Pero una vez adentro, si había cansancio no se notó.
Había chicas llorando de emoción, llorando a sus padres porque no llegaban a ver a sus ídolos, llorando porque la multitud las aplastó tanto que no podían respirar y llorando tras escuchar su canción favorita. Y gritaban. Casi por cualquier razón. Durante la hora y 45 que duró el show el denominador común fue el tono agudo que hacía ecos y rebotaba sobre la Tribuna Olímpica.
La salida de los chicos al escenario fue uno de los momentos más ensordecedores, pero si alguno siquiera abría la boca para cantar o exclamar un “¿están pasando bien?”, “Montivideo” o “Uruguay”, eso ya era motivo de celebración. “Ustedes son muy ruidosos”, dijo en varias ocasiones Harry Styles. Sin embargo no debe ya sorprenderle los decibeles a los que llegan sus fans.
Esta se trata de su tercera gira mundial y la primera en llegar a Latinoamérica.

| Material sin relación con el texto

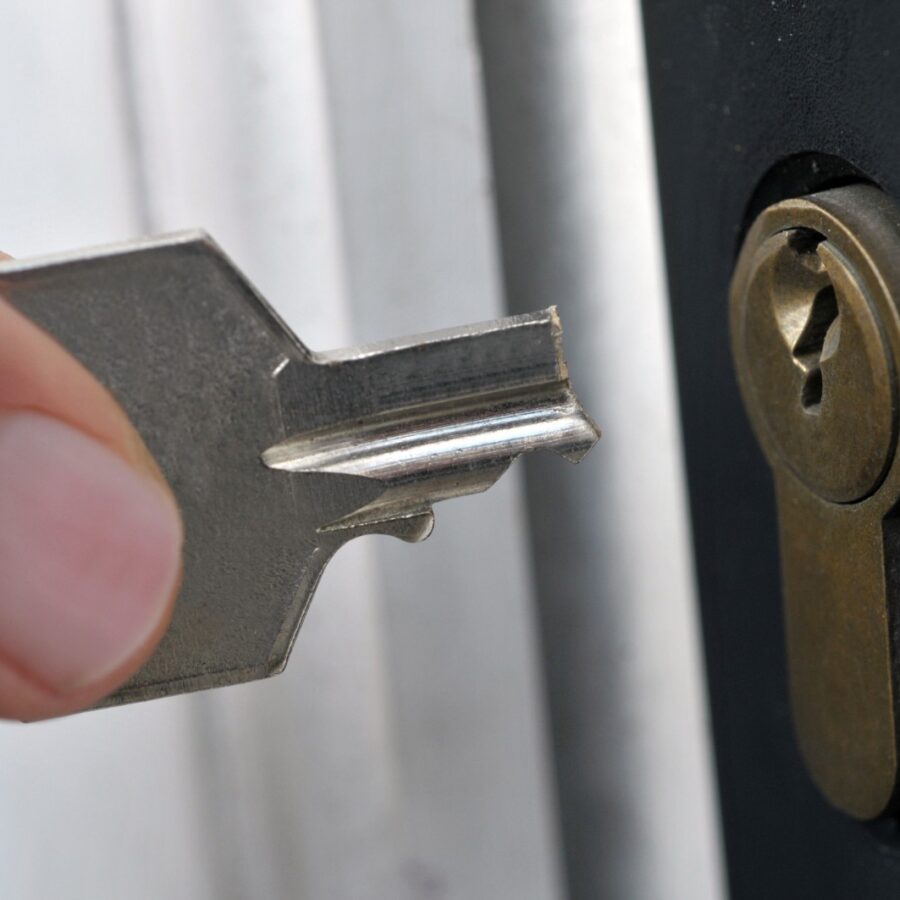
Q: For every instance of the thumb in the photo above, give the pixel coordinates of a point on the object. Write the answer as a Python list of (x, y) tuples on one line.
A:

Y todos los miembros hicieron referencia a esto. "Gracias por esperarnos tan pacientemente", dijo entre gritos Niall Horan luego de animarse a decir unas palabras en español, mientras que Harry prometió volver.
A lo largo de las 23 canciones que conformaron el setlist los gritos apenas descendían en las baladas como Little Things y Moments, pero no por mucho tiempo. Hasta sus hits más lentos como You and I y Story of My Life eran coreados hasta la última letra.
Allí repasaron los temas de sus tres discos, enhebrando éxitos como Kiss You, What Makes You Beautiful y Best Song Ever con canciones de su último disco, Midnight Memories.
Fue para todos un día largo, pero un show corto. Sin embargo la emoción por ver a sus ídolos tantos años después de haberlos conocido valió absolutamente la pena.